The political case is overwhelming. The vote was advisory and flawed. There are multiple indicators that people have changed their minds. Theresa May seems incapable of taking on board a single new piece of information: her thinking is frozen in time, her red lines have become tablets of stone and blocks of concrete around all our necks. She will take the ship down rather than acknowledge that many Leave voters were directly lied to, poisoned by years of toxic lies about Brussels, that many have since died, or changed their minds, or acknowledge that the current situation is a shambles. She ignores the 16 million who voted Remain, the young voters now on stream, the complacent who failed to vote because – like all of us – they thought Remain would walk it.
And that’s not to mention the global influence we’ve squandered. The world is undoubtedly laughing at us, not with us. Their “ariel” view, like that of yesterday’s helicopters, clearly shows an entire country heading north and right when it needs to make a U-turn if wants to make any progress at all. Health, peace, security, prosperity, credibility – the list of reasons to stay goes on and on.
So the march was not just a day of hope and joy, a day of literally dancing through the streets with diverse people of one mind. It was a parable of Brexit. If you’re up a cul-de-sac, do you demolish the entire housing estate that’s blocking the way? Or do you do a nifty three-point turn and carry on with your journey?
Not that simple

Many people who couldn’t get to the march in person were represented on other people’s flags and placards
Of course what’s happening has far wider dimensions. International skullduggery, geo-political interests, dark money, criminal conduct, deliberate interference, data-scraping. There’s a murky side to Brexit that a million committed souls cannot fix. I didn’t think I would live to see England fall into the hands of the far-right and far-left, and bring the UK down from within. Or to see so much of the media complicit and cowed in the face of it.
But we can still collectively decide as a nation that we will abandoned our failed, gridlocked journey north. We will abandon the route that’s cost us so much time and energy for so little. We’ll turn back, flow south into the main river and take our place again in the world.

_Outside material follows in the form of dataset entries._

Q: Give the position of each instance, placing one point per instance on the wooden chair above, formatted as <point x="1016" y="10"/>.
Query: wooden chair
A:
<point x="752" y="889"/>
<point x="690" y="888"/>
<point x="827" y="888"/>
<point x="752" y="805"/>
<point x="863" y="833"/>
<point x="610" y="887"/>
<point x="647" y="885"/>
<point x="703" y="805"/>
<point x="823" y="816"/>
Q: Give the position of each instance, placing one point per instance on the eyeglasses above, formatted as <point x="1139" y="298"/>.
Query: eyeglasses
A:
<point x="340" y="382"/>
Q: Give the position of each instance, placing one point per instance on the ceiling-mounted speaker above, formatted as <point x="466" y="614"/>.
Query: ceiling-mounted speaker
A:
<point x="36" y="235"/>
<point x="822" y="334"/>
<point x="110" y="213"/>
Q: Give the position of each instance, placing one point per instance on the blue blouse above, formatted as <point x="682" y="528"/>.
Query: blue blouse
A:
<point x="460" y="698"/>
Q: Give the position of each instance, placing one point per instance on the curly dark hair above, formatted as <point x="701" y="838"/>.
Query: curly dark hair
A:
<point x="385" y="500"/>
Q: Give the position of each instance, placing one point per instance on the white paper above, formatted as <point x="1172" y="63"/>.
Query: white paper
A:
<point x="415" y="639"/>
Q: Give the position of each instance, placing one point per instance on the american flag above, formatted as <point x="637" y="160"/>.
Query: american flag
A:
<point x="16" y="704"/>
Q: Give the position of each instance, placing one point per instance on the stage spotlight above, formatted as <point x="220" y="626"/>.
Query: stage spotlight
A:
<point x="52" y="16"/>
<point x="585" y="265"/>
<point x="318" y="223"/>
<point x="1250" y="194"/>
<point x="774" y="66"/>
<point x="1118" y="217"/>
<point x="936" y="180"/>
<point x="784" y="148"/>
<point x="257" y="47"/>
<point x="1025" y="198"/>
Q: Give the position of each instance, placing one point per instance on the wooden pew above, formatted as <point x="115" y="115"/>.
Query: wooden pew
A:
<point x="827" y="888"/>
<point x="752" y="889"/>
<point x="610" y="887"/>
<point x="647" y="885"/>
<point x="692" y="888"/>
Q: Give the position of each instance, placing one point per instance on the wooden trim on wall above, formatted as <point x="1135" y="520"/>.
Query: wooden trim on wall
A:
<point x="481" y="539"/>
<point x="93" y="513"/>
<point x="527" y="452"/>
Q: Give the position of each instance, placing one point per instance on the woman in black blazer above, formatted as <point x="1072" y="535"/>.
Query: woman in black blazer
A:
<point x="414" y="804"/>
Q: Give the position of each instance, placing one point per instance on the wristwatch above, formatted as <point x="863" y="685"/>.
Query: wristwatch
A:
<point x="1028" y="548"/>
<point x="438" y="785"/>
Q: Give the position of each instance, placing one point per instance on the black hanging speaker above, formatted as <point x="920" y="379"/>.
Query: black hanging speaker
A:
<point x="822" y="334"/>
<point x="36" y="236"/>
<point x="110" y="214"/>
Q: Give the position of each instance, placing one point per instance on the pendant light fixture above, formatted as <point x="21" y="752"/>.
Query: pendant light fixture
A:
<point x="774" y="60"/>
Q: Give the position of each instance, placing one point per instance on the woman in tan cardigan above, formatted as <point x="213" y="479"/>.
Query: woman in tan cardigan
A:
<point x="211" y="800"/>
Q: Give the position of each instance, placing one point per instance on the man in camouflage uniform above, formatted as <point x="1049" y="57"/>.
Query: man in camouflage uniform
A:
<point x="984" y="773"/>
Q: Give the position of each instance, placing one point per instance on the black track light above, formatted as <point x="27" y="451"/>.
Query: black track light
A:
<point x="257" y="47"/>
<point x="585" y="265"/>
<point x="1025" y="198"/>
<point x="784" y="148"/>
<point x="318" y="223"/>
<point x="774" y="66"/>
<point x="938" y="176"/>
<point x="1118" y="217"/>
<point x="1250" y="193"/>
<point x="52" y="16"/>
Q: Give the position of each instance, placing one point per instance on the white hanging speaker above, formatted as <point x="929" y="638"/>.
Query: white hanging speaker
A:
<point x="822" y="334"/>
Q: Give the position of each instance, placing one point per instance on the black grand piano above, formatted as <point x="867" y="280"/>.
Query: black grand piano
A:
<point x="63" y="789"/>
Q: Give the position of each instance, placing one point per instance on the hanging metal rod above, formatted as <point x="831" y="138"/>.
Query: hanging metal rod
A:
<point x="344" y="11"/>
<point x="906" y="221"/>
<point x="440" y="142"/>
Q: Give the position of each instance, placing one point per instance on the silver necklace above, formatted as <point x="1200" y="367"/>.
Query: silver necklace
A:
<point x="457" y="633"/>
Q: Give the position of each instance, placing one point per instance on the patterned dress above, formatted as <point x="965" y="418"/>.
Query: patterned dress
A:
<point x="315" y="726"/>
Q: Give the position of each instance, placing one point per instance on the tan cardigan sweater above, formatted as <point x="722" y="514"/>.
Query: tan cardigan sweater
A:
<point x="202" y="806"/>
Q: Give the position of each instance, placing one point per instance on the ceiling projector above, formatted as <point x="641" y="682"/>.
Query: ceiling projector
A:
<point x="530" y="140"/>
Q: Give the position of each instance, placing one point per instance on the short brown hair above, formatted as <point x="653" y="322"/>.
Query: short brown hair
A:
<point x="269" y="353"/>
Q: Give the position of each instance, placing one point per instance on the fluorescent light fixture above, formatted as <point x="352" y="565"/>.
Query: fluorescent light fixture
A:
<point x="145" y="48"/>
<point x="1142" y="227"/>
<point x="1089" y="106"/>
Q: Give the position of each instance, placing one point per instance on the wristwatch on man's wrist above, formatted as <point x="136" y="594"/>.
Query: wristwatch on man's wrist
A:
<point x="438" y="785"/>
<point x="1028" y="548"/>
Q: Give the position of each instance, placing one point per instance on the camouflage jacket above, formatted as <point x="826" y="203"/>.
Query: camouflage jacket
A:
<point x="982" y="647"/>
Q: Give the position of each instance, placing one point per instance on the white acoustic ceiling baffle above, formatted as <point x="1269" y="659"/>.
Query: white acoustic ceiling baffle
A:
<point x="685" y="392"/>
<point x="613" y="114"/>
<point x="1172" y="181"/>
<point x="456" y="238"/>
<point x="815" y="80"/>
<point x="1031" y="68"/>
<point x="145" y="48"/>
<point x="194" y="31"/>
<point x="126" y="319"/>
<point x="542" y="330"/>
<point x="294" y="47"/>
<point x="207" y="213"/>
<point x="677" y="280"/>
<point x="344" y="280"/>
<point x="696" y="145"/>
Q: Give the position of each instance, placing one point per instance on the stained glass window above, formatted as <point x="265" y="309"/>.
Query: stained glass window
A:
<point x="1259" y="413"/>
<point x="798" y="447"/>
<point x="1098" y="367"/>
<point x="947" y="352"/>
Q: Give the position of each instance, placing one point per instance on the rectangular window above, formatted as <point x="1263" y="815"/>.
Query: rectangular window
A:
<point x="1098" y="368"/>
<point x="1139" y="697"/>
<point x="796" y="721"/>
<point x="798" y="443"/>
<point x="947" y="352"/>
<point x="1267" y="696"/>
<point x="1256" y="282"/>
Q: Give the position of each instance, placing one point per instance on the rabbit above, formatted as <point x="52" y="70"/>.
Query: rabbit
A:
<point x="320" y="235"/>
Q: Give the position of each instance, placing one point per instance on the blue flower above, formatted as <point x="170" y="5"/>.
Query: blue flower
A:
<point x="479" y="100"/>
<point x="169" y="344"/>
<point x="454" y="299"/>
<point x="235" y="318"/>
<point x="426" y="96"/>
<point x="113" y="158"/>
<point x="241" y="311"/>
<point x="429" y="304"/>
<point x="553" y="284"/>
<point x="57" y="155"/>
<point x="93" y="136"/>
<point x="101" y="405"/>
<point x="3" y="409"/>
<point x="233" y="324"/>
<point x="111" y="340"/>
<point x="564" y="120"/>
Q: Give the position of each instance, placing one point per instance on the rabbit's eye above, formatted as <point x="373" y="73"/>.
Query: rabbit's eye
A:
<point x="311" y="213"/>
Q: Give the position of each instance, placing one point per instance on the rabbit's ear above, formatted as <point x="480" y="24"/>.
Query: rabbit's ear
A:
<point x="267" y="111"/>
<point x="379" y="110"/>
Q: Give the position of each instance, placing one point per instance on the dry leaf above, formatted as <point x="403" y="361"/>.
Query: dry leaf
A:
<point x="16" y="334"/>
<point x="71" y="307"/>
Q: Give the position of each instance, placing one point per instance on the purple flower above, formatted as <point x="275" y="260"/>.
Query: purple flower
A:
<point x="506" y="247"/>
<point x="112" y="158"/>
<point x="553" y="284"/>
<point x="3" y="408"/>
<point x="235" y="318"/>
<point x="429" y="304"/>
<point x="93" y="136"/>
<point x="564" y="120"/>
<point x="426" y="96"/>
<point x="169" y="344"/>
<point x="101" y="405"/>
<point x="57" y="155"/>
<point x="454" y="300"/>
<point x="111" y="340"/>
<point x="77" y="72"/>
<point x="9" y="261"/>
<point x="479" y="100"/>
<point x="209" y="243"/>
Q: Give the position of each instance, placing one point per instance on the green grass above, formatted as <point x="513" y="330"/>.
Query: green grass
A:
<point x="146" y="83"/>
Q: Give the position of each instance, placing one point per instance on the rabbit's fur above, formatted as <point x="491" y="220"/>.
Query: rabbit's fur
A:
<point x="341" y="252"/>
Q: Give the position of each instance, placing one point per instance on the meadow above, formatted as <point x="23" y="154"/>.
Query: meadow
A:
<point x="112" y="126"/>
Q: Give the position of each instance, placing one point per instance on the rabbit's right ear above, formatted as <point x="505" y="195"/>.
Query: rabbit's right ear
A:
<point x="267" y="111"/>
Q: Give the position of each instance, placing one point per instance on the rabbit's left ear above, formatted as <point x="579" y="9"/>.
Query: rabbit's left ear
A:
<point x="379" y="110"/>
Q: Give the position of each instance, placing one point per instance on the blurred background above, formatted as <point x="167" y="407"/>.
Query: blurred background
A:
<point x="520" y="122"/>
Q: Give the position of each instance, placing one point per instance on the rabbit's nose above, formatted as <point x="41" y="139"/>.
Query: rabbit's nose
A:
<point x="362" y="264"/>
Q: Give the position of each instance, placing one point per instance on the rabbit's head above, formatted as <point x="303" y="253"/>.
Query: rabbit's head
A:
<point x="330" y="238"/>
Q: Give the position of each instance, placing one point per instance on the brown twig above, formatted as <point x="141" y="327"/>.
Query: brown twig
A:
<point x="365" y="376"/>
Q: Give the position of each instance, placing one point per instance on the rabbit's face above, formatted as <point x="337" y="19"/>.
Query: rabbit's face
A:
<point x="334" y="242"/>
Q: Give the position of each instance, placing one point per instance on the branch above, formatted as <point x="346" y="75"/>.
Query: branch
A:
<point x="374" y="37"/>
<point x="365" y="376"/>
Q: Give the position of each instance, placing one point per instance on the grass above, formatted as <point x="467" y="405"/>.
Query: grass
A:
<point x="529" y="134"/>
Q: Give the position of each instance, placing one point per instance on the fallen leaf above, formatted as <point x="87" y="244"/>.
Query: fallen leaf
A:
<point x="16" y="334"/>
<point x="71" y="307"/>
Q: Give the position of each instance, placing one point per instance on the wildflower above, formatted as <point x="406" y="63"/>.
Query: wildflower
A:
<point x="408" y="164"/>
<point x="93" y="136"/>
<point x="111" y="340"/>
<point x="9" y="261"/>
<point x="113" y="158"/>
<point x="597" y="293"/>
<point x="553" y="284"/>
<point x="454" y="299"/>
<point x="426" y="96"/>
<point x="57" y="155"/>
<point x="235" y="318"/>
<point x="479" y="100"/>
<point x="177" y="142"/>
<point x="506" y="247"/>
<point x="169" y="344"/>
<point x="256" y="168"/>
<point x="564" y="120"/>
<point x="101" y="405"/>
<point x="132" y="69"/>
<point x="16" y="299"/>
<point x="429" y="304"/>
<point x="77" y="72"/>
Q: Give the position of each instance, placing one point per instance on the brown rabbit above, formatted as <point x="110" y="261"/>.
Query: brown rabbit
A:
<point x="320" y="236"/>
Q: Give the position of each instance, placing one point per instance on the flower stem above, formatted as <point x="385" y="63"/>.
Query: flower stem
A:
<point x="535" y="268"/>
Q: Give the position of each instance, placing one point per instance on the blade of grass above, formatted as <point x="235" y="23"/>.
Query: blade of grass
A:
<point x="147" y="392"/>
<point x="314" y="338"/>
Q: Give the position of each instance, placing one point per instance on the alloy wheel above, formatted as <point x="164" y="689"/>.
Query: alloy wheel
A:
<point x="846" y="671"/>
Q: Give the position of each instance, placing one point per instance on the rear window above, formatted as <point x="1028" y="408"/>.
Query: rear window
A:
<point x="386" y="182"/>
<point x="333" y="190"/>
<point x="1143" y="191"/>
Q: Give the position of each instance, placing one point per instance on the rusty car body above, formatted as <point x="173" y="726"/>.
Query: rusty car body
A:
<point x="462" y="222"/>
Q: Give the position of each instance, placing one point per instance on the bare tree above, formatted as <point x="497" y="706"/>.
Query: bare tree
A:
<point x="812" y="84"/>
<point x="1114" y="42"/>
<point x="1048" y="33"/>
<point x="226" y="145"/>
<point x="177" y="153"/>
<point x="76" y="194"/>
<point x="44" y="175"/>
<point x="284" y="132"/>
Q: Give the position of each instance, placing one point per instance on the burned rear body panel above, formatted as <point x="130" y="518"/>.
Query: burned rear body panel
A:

This may sound naive given just how boxed in we are. But I believe a lot of middle-ground people now accept the Leave vote was flawed. On top of which, they’re not getting the Brexit they were promised – nothing like it, in fact. The hardcore agitators will be unhappy whatever we do. The status quo of austerity and hopelessness was terrible for many people, which we must acknowledge. Our first-past-the-post system has been found wanting.
But all this reminds me of the old joke about how to eat an elephant (answer: one piece at time). Let’s focus on stopping Brexit as a beginning of the change we need to see, not an end in itself. The EU has thrown us a lifeline: a potential two-year delay to turn ourselves around. We have a chance to revote or revoke. Let’s take it.